Whether it’s wood, bone, mother of pearl or teeth, over millions of years these materials have been optimized through evolution according to the principle of adapted stability with maintaining the lowest possible weight.

Nature has provided blueprints for many technical developments, from airplane wings and zippers to surface sealants using a lotus effect. But reverse engineering replicas can’t reproduce the structural complexity of the original item in nature.

"In nature, we find many materials with properties that artificial materials are unable to replicate in the exact same fashion," said Professor Cordt Zollfrank, who performs research on basic principles for the development of new materials together with his team at the Chair of Biogenic Polymers at the TUM Campus Straubing for Biotechnology and Sustainability.

As the interface between technology and biology, bionics uses methods and systems that are found in nature, to provide solutions to technical problems. When limited to using natural shapes, like templates for development in designing airplane wings or ship hulls, the problems remained manageable.

But imitating the material properties of natural construction materials is completely different. This is because they are normally found in the inner structures, where fibers are linked to each other over several orders of magnitude and across various levels.

"Usually, the main sources of mechanical material properties such as elasticity, strength and toughness are found at the smallest level of these hierarchies, especially at the nanometer scale," explained Dr. Daniel Van Opdenbosch, a team leader at Zollfrank's chair and one of the authors of the article.

Opdenbosch talked about the main problem when trying to translate them into technical solutions. But when the microorganisms themselves or their secretions create the material, the technically sophisticated and complex networks are already fully formed.

The researchers at TUM present a series of procedures from the field of biology that utilizes light, heat, specially prepared substrates and other stimuli in order to guide them in the direction of microorganism movements along very specific paths.

"These biological findings for controlling microbes via targeted stimuli will shape the future of material research," said Professor Cordt Zollfrank.

This is because the researchers make it possible to create tailor-made templates for new materials with natural structures from microbes themselves or their secretions.

"With our article, we want to show the direction this journey will take us in the field of biologically inspired material science," said Zollfrank.

Opdenbosch and his group are already successfully utilizing some of the methods in Straubing. Part of a Reinhart Koselleck project of the German Research Foundation (DGF), the researchers are taking advantage of the special properties of red algae, whose direction of movement depends on exposure to light, which secretes chains from sugar molecules.

Through projecting light patterns, which change over time, into the growing medium of the algae, the researchers use them to create long, fine polymer threads that serve as custom templates for the manufacture of functional ceramics.

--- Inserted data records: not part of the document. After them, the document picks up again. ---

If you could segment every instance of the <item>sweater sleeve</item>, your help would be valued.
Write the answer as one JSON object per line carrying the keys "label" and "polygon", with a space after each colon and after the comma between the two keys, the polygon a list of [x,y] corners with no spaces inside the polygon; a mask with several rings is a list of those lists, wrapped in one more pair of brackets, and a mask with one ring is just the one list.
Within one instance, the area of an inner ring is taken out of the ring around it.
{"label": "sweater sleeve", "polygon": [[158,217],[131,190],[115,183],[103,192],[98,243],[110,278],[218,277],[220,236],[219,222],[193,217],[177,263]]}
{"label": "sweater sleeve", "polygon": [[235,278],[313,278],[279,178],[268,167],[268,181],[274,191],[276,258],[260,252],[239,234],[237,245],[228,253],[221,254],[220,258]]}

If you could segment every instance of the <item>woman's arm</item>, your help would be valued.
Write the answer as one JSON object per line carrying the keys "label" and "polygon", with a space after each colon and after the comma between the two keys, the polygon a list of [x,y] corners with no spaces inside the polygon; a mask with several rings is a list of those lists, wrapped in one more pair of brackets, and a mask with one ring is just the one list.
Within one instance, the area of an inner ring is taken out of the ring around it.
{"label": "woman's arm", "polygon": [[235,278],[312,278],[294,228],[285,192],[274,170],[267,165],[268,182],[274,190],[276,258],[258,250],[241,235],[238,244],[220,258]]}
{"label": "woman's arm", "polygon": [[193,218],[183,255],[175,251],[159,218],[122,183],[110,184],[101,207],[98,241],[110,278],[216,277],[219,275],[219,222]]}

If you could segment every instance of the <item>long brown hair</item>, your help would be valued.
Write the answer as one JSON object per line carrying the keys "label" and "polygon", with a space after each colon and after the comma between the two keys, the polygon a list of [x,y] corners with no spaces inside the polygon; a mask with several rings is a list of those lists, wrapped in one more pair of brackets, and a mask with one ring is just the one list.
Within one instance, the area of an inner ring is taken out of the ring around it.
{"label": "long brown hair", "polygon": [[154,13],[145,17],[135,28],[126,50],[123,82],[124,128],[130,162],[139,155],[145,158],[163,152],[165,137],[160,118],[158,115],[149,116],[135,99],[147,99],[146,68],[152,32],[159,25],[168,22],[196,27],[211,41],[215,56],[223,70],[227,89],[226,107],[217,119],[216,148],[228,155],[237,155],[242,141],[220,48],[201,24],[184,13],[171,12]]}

With the assistance of the algae, any number of templates can be created for a wide array of applications, ranging from battery electrodes to new screen and display technologies to applications in medicine, like replacement bone and tissue. But the ability to grow complex microstructures, like entire components and other hierarchically structured materials, is currently still way in the future. However, it could soon become a palpable reality thanks to this basic research.

The paper on this technology was published in Advanced Materials.